第127話 ミーティング

 勇者の偉大さを感じ、多くの衝撃や、不安……それとは対照的に、仲間の温かさを感じた、その夜の事だ。


 船長の話では、魔王城を越えれば次の町には翌日の昼には到着するらしい。

 そういう事なので、今後の具体的な打ち合わせをするために、俺達は船長の許可をとり食堂でミーティングをすることにしたのだ。

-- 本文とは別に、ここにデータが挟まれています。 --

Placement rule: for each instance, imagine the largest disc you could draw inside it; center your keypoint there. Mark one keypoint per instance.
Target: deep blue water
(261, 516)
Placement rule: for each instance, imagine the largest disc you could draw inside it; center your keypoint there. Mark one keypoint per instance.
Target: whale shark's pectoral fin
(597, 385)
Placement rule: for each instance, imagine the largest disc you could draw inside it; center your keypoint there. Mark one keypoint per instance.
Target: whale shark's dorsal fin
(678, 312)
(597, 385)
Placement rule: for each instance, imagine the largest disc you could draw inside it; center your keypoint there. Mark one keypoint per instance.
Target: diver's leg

「あ~、夕食の時間までは食堂を使用していいと許可が出た。時間も限られているので、脱線をしないように気を付けて頂きたい!」


 リーダーである俺は、円滑に話を進めるため、致し方なく慣れない仕切りを担当しているわけだ。


「はい! カナデ君」


 大きな返事と共に、ビシッっと真っ直ぐ手をあげるトゥナ。

 話し合いがスムーズに進むように今回は挙手制にしたのだが、まるで──教師にでもなった気分だ。


「はい、フォルトゥナ君。どうしたのかね?」


 俺は、短い髪をかきあげるような仕草と共にトゥナを指名する。


 少々乗り気になってきた俺を、腫れ物を扱うような視線で見る二人と一匹がいるが、気にはしない。


「脱線とは、どういう意味なんでしょうか?」


 な、なるほど。そうきたか?


 この世界は、汽車も電車も無いから線路が無いのだろう。故に脱線と言う単語が存在しない、もしくは浸透してないわけだな?


「脱線とは、まさしく今のことです。話行動が目的から反れることですね」


 俺の一言で「ごめんなさい……」と肩を落とすトゥナ。少し、言い方が悪かった様だ。


 その様子を見ていたティアが、般若はんにゃの面顔負けの形相で、俺を睨んだ。


「お、俺も言い方が悪かったよ。ごめんなさい!」


 だから、睨まないで欲しい! 


 きっと、話が進まないと思ったのだろう。今度はハーモニーが溜め息付きながらも手をあげた。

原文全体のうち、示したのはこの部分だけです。